La convention collective nationale de l'industrie des tuiles et briques (IDCC 1170) a été signée le 17 février 1982. Elle régit les salariés des entreprises spécialisées dans la fabrication d'éléments de construction en terre cuite : tuiles, briques creuses, briques pleines, accessoires de toiture et de structure.

⚠️ À ne pas confondre avec l'industrie textile (IDCC distinct) ni avec l'industrie du béton (IDCC 3249).
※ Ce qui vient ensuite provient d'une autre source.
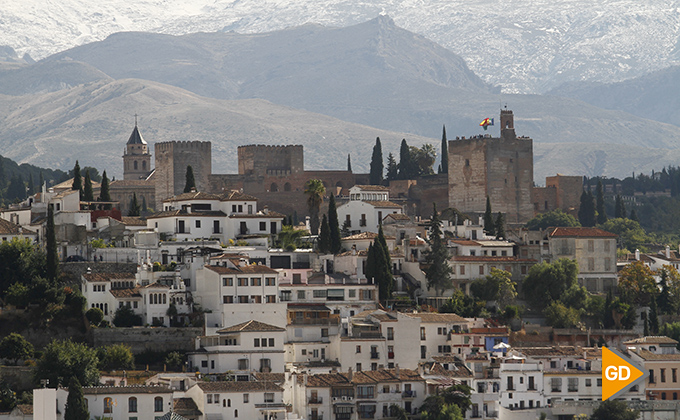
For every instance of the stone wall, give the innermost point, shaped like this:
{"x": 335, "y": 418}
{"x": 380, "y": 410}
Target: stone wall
{"x": 153, "y": 339}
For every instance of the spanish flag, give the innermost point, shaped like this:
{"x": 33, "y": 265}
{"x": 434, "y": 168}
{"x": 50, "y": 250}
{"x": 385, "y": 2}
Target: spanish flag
{"x": 486, "y": 123}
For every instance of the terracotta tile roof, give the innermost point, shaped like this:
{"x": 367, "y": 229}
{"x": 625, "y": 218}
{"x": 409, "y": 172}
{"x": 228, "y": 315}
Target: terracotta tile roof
{"x": 101, "y": 277}
{"x": 237, "y": 196}
{"x": 581, "y": 232}
{"x": 133, "y": 389}
{"x": 246, "y": 269}
{"x": 659, "y": 339}
{"x": 384, "y": 204}
{"x": 251, "y": 326}
{"x": 126, "y": 293}
{"x": 133, "y": 221}
{"x": 239, "y": 386}
{"x": 372, "y": 187}
{"x": 483, "y": 258}
{"x": 194, "y": 195}
{"x": 557, "y": 351}
{"x": 434, "y": 317}
{"x": 648, "y": 355}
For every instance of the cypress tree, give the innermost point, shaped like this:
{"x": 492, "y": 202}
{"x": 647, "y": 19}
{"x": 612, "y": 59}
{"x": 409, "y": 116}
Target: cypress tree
{"x": 438, "y": 273}
{"x": 392, "y": 168}
{"x": 104, "y": 194}
{"x": 75, "y": 402}
{"x": 88, "y": 195}
{"x": 190, "y": 181}
{"x": 500, "y": 226}
{"x": 52, "y": 263}
{"x": 375, "y": 175}
{"x": 653, "y": 317}
{"x": 586, "y": 211}
{"x": 324, "y": 236}
{"x": 601, "y": 212}
{"x": 334, "y": 226}
{"x": 135, "y": 209}
{"x": 77, "y": 179}
{"x": 620, "y": 208}
{"x": 31, "y": 186}
{"x": 444, "y": 168}
{"x": 633, "y": 215}
{"x": 489, "y": 224}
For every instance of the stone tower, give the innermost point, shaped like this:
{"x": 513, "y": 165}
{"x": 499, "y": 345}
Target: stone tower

L'IDCC 1170 couvre uniquement la transformation de l'argile en éléments cuits de construction.

Champ d'application

La convention 1170 s'applique aux entreprises dont l'activité principale relève de l'industrie de la terre cuite, notamment :

  • les tuileries (tuiles de toiture, accessoires) ;
  • les briqueteries (briques creuses, briques pleines, briques de parement) ;
  • la production d'éléments en terre cuite pour le bâtiment (planelles, hourdis, plaquettes de parement) ;
  • certaines activités de carrière intégrées en amont des sites de production (extraction d'argile).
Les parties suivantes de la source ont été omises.